For online fraud alone, the statistics look even more alarming compared to other countries. Earlier this year, fraud prevention company Seon released research that found that the UK had the second-highest number of online fraud victims in the world after the US, and the worst overall problem relative to its size.
Yet despite this proliferation, only a fraction of police resources are devoted to fighting all economic crime. There is just one dedicated officer for every 2,500 fraud offences, the Social Market Foundation think-tank estimated earlier this year.
Shelford, who for part of his army career was seconded to Nato where he served under US general Jim Mattis later to become defence secretary, acknowledges that police resources tend to be targeted at more violent forms of crime.
But he is sanguine about making Britain a “hostile environment” for fraudsters and said he was working with the Home Office on a national strategy to tackle fraud.
“Mattis used to say you can’t wring your hands and roll up your sleeves at the same time. You have to choose one or the other — I am rolling up my sleeves,” he said in an interview at regional police headquarters in Portishead, west of Bristol.
Shelford lamented the “higgledy-piggledy” layers of policing at national, regional and local level involved in tackling economic crime and suggested that institutional reform was overdue.
“The approach is scattered . . . with no sole agency taking ownership of cases from report to conviction,” he said. “This causes confusion and frustration for victims with agencies either deferring to one another.”
At present, City of London police is the designated lead force in the country in tackling economic crime and has most of the expertise. But it has no control over the regional forces in this area.
The lack of any national co-ordination means that fraud falls between the gaps. The UK’s national reporting centre Action Fraud, which the public is supposed to contact to report this type of crime, has no teeth. In contrast, the National Crime Agency is responsible for combating organised crime but has no direct role in fighting fraud.
The Social Market Foundation has argued that an expanded NCA should be given the lead role in tackling fraud nationally because organised crime groups are now the main perpetrators.
Shelford agrees that there should be a more unified structure but would not be drawn beyond that. “I am uncertain as to which agency becomes the lead but that one overarching agency, a single point of contact for the victim, would ensure continuity, better victim engagement and better information sharing, all of which would improve conviction rates,” he said.
His own force in the west country has had some recent successes in prosecuting fraudsters. But these cases are also illustrative of how difficult it can be for the police to make arrests.
In one instance, the trail of a money flipping fraud — where scammers offer a way to double or triple a victim’s money if they part with a small sum initially — in Bristol led back to Jamaica. In as many as 70 per cent of crimes involving fraud, there is a foreign connection, complicating the task of securing convictions, Shelford said.

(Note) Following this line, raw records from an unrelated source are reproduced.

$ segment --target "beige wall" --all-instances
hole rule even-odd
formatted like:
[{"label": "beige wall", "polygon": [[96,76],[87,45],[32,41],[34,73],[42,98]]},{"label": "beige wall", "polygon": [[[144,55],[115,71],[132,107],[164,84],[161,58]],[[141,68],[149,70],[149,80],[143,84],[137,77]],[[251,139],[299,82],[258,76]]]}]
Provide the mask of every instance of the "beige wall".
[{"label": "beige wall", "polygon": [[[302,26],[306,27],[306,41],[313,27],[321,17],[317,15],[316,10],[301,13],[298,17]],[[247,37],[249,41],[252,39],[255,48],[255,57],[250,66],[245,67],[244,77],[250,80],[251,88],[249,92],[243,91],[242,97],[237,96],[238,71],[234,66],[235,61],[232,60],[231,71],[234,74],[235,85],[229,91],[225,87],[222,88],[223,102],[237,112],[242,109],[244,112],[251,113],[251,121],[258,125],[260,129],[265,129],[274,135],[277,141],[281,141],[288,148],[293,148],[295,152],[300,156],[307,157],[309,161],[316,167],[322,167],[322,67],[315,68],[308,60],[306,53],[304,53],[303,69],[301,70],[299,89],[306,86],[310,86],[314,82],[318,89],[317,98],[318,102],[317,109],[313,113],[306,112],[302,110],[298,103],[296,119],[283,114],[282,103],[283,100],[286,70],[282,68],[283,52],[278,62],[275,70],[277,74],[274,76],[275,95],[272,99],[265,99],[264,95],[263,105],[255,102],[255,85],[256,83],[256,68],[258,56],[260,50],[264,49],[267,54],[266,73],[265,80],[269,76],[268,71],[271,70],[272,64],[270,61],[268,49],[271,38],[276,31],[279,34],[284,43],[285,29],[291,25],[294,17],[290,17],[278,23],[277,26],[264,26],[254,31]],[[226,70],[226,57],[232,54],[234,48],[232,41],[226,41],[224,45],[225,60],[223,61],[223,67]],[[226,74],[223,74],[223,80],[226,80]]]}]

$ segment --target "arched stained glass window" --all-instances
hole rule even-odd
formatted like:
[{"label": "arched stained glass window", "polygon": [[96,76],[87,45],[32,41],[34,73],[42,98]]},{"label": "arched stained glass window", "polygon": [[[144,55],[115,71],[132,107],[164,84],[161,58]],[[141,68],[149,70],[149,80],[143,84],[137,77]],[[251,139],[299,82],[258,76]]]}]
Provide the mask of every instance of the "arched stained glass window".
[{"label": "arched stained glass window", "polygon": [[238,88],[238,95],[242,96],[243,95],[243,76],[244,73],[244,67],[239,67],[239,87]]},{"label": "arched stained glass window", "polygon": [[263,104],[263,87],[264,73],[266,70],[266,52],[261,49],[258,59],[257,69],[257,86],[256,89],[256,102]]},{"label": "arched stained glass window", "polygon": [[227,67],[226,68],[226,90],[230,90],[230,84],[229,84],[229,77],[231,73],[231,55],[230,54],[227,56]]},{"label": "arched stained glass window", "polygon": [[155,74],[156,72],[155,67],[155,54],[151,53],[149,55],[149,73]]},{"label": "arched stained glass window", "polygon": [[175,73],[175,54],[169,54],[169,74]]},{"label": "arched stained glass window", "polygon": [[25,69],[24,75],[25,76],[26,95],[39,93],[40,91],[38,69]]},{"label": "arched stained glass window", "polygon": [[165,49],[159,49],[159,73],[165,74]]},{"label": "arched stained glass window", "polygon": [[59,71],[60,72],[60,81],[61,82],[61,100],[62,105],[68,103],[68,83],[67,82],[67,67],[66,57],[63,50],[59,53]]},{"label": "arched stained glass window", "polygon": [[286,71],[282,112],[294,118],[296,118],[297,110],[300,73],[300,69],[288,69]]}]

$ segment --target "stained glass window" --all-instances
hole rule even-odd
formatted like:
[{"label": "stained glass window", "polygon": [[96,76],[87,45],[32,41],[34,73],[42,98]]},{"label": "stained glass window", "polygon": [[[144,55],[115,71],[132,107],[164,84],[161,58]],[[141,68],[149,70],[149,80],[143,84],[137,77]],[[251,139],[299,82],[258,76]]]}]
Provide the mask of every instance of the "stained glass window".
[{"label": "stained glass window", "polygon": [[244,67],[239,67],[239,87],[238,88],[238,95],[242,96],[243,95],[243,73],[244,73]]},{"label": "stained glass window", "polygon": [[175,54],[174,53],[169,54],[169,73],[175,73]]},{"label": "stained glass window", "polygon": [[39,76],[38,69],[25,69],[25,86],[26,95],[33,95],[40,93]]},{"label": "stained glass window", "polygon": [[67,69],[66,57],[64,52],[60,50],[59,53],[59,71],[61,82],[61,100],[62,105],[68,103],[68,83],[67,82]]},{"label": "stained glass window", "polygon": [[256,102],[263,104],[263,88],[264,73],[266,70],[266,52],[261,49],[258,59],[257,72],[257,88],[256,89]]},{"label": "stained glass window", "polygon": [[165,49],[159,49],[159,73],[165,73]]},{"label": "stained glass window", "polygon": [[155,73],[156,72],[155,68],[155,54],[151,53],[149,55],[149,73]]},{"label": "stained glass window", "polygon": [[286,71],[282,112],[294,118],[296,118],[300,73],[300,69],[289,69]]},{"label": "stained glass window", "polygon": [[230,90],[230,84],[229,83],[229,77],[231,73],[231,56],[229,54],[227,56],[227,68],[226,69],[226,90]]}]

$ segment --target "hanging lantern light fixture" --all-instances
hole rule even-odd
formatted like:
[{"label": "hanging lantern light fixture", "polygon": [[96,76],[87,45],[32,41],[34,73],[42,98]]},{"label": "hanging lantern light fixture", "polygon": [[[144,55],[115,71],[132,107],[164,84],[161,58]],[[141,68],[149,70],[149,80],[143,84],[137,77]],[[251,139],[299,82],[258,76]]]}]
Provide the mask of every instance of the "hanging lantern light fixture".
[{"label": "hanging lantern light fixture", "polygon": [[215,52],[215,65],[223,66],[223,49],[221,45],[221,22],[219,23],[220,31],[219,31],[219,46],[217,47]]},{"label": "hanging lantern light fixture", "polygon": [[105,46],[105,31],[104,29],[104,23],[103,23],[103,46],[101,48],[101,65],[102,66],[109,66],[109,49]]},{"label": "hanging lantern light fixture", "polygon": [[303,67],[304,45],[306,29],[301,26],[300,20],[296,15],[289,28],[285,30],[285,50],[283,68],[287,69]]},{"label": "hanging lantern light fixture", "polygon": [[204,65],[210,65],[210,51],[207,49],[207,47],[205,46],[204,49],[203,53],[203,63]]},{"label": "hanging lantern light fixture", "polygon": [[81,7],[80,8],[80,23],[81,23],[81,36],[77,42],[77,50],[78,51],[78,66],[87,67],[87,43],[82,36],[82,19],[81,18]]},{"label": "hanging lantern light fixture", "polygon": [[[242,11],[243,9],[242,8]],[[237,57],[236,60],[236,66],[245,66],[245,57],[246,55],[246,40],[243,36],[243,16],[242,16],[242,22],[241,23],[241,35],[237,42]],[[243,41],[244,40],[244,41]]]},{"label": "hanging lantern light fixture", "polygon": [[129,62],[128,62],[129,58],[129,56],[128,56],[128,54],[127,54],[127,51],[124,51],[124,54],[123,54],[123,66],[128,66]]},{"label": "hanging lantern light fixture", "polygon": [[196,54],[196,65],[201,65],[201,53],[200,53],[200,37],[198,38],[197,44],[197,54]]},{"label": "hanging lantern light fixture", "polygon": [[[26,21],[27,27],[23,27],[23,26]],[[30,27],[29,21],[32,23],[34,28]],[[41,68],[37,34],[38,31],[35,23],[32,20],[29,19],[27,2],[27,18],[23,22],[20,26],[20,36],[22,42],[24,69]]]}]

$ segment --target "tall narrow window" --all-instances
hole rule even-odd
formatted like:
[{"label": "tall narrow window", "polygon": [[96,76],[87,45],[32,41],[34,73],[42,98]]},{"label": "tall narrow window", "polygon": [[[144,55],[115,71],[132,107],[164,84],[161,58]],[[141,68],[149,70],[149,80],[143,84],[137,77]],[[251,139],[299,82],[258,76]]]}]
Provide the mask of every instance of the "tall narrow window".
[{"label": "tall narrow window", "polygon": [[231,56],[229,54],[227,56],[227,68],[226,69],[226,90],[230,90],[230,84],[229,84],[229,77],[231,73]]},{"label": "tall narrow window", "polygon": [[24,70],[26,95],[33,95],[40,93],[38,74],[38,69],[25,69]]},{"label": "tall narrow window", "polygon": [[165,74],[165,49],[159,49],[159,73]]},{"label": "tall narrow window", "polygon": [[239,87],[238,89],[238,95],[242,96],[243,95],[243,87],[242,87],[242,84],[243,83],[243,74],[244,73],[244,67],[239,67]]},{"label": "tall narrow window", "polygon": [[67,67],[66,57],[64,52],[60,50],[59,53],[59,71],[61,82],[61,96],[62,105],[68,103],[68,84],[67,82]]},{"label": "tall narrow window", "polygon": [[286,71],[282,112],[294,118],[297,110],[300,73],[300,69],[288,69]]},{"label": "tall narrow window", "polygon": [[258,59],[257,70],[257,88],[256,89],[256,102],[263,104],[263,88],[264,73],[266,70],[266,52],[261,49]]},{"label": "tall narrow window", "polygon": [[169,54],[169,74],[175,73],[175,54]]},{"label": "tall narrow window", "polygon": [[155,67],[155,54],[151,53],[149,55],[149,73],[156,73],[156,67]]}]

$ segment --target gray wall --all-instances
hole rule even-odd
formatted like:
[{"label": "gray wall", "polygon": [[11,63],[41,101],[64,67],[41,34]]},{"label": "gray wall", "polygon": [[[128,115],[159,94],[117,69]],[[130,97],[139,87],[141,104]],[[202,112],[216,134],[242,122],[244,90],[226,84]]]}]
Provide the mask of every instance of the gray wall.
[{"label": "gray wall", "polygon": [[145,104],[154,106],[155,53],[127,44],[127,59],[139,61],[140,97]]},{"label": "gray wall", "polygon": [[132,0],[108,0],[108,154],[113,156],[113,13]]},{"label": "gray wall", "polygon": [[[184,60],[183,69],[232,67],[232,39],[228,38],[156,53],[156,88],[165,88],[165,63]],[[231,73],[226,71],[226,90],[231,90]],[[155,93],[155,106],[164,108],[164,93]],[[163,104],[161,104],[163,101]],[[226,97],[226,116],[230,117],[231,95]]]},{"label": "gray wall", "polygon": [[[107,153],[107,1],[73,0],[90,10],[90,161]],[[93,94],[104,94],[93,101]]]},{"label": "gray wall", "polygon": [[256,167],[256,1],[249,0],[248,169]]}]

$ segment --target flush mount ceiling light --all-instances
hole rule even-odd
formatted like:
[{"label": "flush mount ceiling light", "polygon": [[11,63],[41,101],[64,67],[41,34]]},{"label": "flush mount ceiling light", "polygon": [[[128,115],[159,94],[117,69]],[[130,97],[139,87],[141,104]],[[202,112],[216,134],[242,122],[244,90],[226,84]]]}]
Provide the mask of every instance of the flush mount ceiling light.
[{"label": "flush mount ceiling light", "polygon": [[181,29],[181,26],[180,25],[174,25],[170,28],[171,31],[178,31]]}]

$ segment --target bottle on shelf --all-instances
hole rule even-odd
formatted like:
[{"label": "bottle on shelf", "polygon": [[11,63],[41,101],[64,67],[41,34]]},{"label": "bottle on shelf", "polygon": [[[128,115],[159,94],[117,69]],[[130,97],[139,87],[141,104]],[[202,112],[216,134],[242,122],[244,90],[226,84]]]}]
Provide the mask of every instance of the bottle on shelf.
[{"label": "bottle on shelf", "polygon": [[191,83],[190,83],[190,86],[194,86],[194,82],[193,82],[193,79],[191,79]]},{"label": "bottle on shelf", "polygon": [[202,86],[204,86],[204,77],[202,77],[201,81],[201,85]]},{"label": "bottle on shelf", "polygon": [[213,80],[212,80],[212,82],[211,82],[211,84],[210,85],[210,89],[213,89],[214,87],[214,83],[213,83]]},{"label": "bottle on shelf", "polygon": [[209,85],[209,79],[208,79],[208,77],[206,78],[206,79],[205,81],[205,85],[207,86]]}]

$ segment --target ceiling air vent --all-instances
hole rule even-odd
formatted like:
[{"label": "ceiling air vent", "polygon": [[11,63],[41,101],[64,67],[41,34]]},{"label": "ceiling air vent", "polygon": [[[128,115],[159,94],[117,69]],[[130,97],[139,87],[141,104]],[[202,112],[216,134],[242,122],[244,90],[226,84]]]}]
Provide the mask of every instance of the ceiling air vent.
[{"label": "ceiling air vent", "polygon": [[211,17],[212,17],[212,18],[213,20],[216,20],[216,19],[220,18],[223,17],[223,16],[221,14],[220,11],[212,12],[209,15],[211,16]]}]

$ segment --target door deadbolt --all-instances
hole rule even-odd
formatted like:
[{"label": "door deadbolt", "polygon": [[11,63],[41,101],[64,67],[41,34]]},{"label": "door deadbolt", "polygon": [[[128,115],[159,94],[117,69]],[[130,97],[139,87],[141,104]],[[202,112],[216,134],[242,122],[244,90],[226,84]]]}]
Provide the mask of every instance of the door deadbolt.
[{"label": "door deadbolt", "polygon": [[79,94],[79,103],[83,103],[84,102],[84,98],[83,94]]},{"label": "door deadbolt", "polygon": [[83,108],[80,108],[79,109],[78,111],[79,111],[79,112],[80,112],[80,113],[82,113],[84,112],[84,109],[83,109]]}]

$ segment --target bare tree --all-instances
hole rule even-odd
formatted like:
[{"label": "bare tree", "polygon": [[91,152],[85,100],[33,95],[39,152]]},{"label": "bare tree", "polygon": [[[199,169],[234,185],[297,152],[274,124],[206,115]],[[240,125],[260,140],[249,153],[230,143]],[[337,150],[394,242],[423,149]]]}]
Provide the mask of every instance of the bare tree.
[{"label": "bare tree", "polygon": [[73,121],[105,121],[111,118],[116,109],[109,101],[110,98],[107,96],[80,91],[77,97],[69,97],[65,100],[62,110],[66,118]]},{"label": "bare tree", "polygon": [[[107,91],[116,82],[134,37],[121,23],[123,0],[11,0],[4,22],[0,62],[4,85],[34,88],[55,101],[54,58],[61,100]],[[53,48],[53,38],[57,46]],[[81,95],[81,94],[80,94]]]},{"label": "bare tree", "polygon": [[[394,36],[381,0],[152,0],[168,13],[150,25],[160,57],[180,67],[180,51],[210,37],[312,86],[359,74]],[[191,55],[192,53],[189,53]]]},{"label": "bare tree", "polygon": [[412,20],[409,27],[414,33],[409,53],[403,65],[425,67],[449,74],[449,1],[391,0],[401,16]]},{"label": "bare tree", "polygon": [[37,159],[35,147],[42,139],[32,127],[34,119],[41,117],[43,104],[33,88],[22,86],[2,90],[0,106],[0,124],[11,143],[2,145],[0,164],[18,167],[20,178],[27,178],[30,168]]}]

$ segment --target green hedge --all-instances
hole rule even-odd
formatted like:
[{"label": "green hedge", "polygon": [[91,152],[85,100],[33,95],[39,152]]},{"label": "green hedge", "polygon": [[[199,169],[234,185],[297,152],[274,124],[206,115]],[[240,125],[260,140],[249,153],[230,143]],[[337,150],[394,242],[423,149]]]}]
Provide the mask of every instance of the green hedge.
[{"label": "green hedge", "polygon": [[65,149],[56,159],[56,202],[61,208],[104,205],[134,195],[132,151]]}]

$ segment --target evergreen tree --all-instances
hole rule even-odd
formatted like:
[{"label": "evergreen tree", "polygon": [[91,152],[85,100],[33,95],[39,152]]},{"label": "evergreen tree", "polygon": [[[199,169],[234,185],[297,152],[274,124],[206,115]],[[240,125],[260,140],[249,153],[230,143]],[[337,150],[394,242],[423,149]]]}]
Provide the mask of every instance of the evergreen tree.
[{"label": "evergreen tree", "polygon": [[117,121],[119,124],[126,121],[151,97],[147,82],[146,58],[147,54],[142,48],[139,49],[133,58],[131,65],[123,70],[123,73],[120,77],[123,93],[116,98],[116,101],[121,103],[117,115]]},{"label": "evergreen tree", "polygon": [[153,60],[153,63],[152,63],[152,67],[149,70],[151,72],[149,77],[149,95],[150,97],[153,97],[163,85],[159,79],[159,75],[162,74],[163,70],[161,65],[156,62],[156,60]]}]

The forensic leg work can also be daunting. “Last month, an Avon and Somerset police investigation led to a man being jailed for more than 10 years for a £1.2mn fraud. For the best part of a decade he ripped off firms he worked for,” said Kirstie Cogram, the complex-crime unit manager for Avon and Somerset Police.
“But it took years of hard work by our dedicated fraud team and the inexhaustible support of his victims to get to the point where we had overwhelming evidence,” she added.
Shelford argues that the most cost-effective way of dealing with this scourge is through education. Much of his focus has therefore been on raising public awareness and encouraging other forces around the country to do the same.
But he wants some fundamental changes. In too many instances, fraud is treated as a civil rather than a criminal issue by the police and therefore its victims have to go through civil courts to win compensation, he said.
He also wants the courts to take into account the psychological as well as material damage inflicted by fraudsters when sentencing: “There needs to be a re-evaluation of how the legal system approaches these crimes,” he said.
But the social media platforms often used by swindlers need to take greater responsibility for online safety, Shelford added. A delayed online safety bill going through parliament does start to address that, he said. For example, it makes it a legal duty for the biggest platforms and search engines to eliminate fraudulent advertisements.
But he feels that social media platforms need to be made to shoulder some of the costs of compensating victims. “You won’t get their attention until it affects their bottom line.”